Sound Off: Opportunists quick to blame Navy for water contamination


Rick Abraham makes some interesting comments in his editorial “Water contamination sources extend beyond fire department.”

Health concerns about Poly Fluorinated Alkyl Substances (PFAS) have zoomed into public awareness recently as indications of potential long term harm are deemed possible. It happened when firefighting foam used in aircraft/airport crashes were found to contain fluorinated compounds and PFAS.

Alarm bells rang when Poly Fluorinated Alkyl Substances were detected in groundwater samples near airports where the firefighting foam had been used either for fire suppression or fire training. Simple logic required investigating all airports where fluorinated firefighting foam had been used … our Outlying Field included.

As they should, and being sensitive to the sound of alarm bells, government health agencies jumped into action to learn what can be known about these miniscule fluorinated elements now finding their way into our drinking water, and into our bodies. But there was very little health data available, so abundance-of-caution studies were requested.

Under pressure from the sound of alarm bells rather than indications of need from health authorities, deep studies were begun. So far, information filtering out in public forums sounds like speculations based on the inability of our immune systems to remove miniscule fluorinated compounds from our bodies, rather than positive evidence of significant detrimental effects.

But how extreme should the infinitely endless abundance of caution principle be stretched? Opportunists anxious to blame government for every problem they can imagine (and exact $ compensation) stretch it for all they can get away with.

Why not? Government has the deepest pockets, is most vulnerable, has the least guarded treasury, and jury selection rules assure that people with knowledge are excluded.

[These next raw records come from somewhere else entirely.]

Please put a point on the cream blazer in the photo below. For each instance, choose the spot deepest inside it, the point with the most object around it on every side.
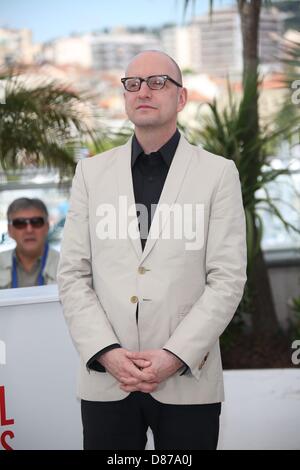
(186, 296)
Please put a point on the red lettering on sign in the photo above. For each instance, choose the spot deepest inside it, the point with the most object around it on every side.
(3, 420)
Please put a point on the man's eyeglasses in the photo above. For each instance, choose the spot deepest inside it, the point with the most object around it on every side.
(21, 223)
(154, 82)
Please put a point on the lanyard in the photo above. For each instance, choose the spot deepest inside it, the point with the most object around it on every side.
(40, 276)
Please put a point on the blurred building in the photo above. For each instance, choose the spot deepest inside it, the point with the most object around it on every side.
(101, 51)
(16, 46)
(213, 44)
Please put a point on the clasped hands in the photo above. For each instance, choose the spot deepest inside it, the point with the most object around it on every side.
(142, 370)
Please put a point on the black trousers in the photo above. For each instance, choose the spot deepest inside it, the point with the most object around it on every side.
(123, 424)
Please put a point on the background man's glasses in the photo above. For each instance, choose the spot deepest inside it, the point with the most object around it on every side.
(154, 82)
(21, 223)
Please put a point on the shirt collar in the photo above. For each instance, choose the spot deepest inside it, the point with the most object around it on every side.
(167, 151)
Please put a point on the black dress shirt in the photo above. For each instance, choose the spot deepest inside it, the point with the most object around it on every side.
(149, 173)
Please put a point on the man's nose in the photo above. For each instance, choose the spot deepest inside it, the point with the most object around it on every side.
(29, 228)
(144, 91)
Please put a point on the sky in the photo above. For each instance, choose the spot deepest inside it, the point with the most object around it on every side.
(49, 19)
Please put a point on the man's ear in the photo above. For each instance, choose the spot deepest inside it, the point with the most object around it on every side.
(182, 99)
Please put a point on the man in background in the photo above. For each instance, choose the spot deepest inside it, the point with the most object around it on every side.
(32, 262)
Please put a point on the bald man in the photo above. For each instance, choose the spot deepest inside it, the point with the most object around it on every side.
(152, 269)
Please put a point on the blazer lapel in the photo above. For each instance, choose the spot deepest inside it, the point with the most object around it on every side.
(125, 189)
(169, 193)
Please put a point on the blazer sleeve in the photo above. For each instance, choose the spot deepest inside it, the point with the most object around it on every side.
(226, 260)
(87, 321)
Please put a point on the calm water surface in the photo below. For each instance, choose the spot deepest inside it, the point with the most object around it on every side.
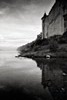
(38, 79)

Rick Abraham seems to go all the way around the mulberry bush, and then some, to assign blame to our Navy.

But let’s get real. Common knowledge is that fluorinated compounds have become ubiquitous ever since Dupont introduced Teflon to modern civilization way back in 1946. That’s nearly a century.

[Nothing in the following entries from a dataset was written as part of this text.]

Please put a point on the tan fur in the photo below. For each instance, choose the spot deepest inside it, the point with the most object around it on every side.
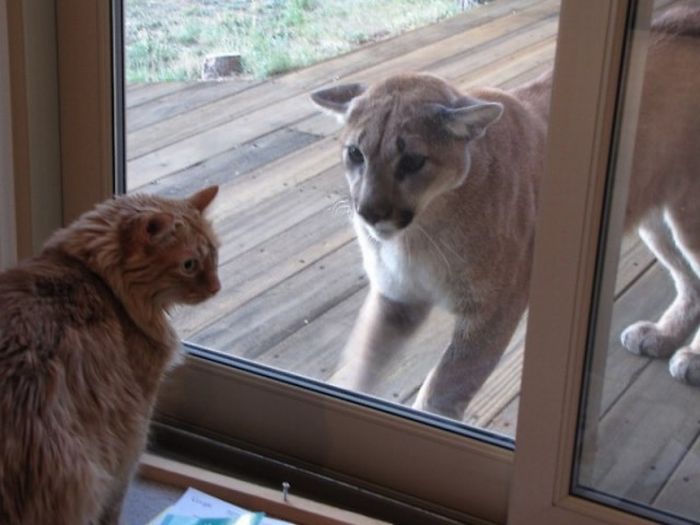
(665, 186)
(469, 245)
(84, 345)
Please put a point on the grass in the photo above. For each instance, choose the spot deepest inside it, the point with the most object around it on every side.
(167, 40)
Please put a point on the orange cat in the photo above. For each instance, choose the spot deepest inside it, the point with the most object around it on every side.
(84, 345)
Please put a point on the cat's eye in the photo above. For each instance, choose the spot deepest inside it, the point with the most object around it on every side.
(189, 265)
(355, 155)
(411, 163)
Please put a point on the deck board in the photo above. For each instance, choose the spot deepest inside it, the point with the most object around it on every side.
(291, 269)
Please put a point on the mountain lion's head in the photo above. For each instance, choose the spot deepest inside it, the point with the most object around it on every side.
(404, 143)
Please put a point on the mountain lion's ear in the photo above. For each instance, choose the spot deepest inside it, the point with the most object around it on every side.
(336, 100)
(470, 121)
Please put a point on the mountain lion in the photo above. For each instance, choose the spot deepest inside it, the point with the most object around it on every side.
(444, 190)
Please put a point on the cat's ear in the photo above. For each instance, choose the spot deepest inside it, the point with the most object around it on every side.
(336, 100)
(203, 198)
(471, 120)
(155, 225)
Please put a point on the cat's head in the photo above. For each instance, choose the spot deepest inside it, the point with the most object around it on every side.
(153, 251)
(169, 247)
(404, 143)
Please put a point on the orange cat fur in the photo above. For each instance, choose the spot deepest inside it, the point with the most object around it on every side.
(84, 345)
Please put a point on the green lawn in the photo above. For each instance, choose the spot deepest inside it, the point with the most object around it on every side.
(168, 39)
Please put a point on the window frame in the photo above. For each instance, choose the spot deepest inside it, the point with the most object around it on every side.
(385, 452)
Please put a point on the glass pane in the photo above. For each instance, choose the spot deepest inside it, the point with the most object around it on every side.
(639, 442)
(220, 93)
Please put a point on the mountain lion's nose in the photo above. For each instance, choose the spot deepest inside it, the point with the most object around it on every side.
(374, 213)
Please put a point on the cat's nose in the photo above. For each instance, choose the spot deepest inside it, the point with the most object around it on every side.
(374, 213)
(214, 285)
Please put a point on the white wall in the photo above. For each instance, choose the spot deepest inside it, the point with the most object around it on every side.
(8, 246)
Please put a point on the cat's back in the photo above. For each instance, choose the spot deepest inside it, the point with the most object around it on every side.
(41, 300)
(47, 380)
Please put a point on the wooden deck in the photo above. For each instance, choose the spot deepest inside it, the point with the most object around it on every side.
(291, 271)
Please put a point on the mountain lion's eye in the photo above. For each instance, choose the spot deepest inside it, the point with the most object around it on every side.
(411, 163)
(190, 265)
(355, 155)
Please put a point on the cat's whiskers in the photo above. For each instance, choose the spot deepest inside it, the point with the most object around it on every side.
(342, 205)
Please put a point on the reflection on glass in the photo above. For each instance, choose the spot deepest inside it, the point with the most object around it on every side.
(640, 437)
(219, 93)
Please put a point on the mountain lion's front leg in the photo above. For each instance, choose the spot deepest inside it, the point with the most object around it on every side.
(473, 353)
(382, 327)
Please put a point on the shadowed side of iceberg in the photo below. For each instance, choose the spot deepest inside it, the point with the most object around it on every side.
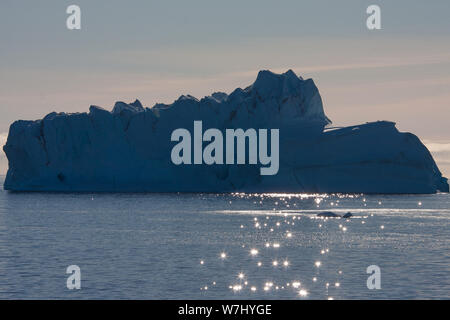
(128, 149)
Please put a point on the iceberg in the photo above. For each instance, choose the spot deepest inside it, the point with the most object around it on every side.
(129, 148)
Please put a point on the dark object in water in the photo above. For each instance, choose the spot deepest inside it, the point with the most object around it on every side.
(328, 214)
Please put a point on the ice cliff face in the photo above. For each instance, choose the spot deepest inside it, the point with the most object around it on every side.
(129, 148)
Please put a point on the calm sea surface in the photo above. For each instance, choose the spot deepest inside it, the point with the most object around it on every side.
(214, 246)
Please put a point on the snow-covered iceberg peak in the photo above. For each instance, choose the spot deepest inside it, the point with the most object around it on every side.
(129, 148)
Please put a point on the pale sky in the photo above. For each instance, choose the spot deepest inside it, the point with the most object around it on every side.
(157, 50)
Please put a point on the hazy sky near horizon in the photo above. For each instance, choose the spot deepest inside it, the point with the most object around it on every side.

OK, we’ve discovered a possible backside to fluorinated compounds. So we’ve been warned! But what sort of exaggerated logic turns a well-meant life-saving use into a demon that deserves blame for everything known to mankind?

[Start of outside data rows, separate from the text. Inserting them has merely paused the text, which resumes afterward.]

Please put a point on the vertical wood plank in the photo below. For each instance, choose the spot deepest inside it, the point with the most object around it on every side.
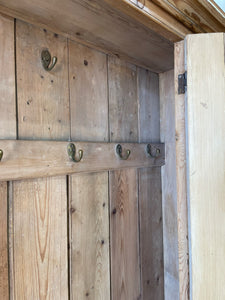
(206, 163)
(4, 284)
(124, 235)
(181, 170)
(123, 107)
(88, 91)
(123, 122)
(150, 195)
(90, 236)
(40, 238)
(43, 106)
(90, 269)
(7, 131)
(169, 195)
(39, 212)
(7, 79)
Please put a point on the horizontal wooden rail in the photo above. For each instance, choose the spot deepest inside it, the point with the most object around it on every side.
(32, 159)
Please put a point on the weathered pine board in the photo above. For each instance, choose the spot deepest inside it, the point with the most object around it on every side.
(4, 284)
(90, 236)
(43, 106)
(150, 195)
(88, 92)
(40, 239)
(7, 130)
(206, 163)
(181, 171)
(169, 196)
(33, 159)
(101, 25)
(124, 235)
(39, 213)
(123, 124)
(89, 218)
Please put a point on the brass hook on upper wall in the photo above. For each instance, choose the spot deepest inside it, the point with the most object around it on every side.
(153, 151)
(119, 152)
(46, 60)
(1, 154)
(71, 150)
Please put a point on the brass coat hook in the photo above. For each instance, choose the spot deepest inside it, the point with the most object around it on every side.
(119, 152)
(153, 151)
(46, 60)
(71, 150)
(1, 154)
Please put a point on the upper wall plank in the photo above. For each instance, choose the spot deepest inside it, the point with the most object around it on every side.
(206, 163)
(150, 195)
(123, 107)
(7, 79)
(169, 196)
(7, 131)
(101, 25)
(88, 93)
(89, 219)
(43, 97)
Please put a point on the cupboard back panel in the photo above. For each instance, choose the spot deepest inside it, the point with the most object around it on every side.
(96, 236)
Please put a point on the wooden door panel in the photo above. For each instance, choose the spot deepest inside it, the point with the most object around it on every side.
(206, 163)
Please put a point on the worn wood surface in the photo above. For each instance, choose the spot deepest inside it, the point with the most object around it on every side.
(43, 97)
(30, 159)
(38, 208)
(88, 93)
(7, 79)
(123, 118)
(7, 130)
(124, 235)
(99, 24)
(150, 196)
(40, 239)
(169, 194)
(89, 218)
(181, 178)
(197, 16)
(206, 163)
(4, 283)
(90, 237)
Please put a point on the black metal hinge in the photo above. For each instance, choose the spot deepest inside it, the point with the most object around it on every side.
(182, 83)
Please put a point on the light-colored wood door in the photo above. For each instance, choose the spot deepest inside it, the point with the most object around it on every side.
(205, 124)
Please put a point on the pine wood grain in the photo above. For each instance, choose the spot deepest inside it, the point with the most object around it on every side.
(123, 123)
(206, 163)
(88, 92)
(43, 97)
(124, 235)
(123, 107)
(4, 284)
(181, 178)
(105, 26)
(7, 79)
(33, 159)
(150, 195)
(90, 236)
(38, 210)
(169, 195)
(7, 130)
(40, 239)
(89, 223)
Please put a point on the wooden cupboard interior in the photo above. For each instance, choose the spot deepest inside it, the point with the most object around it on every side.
(111, 232)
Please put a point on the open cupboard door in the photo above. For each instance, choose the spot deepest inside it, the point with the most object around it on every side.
(200, 120)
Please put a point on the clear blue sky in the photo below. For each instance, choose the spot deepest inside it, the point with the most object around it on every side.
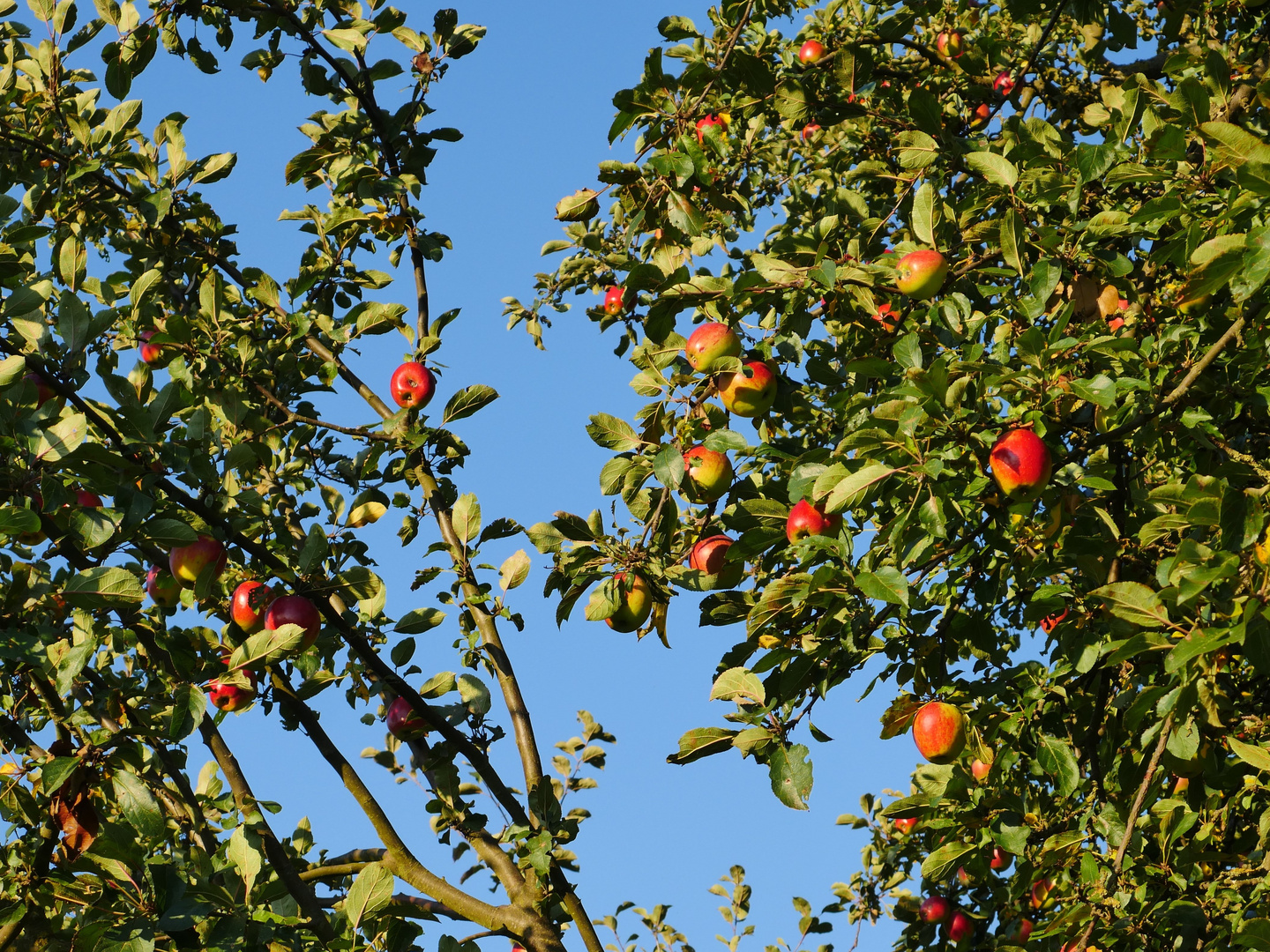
(534, 103)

Are they the demon they are being made out to be? How dangerous are “parts per billion” in this earth’s rascal environment? Like fear of the dark, sensitive people can imagine demons behind every tree. Worse are those who want to profit from fear mongering.

Beside being the best and quickest gasoline fire extinguisher, fluorinated compounds are in wrinkle-free clothing, rainwear, stain-free carpets, cookware, plastics, fast food containers and wraps including disposable drinking cups and dinnerware. Heck, it’s everywhere and has been for a long time.

So what’s next, sue McDonald’s and Burger King? How about your mom who fed you with plastic baby bottles or cooked your family food in Teflon-coated cookware?

My gosh! Even dentists paint our teeth with the stuff to make them tough. Medicines we take to solve problems often have detrimental effects for some people. Should medicines be banned and blamed?

Sure, our island aquifer needs to be protected as best we can. After all, the 2005 Island County Water Resources Management Plan made it plain that 72% of us depend on it for our our home and business’s water.

Ever take a walk in our woods and see what common people have dumped out of sight behind trees and brush? Do you think that farmers and youthful car owners have always recycled used oil and antifreeze? Ever wonder where septic effluent goes? The 72% of us who depend on well water also have septic systems.

It’s been said that a government of, by, and for the people, isn’t likely to be a damned bit better than the people. Maybe it’s time to look in the mirror and think about what we’re doing instead of blaming government for every problem.

Yes, our Navy has done things that nearly every one else does. Sure, they can and should do better … and they have. But for some people there never is enough as long as they can find someone else to point their finger at.

Al Williams is an Oak Harbor resident.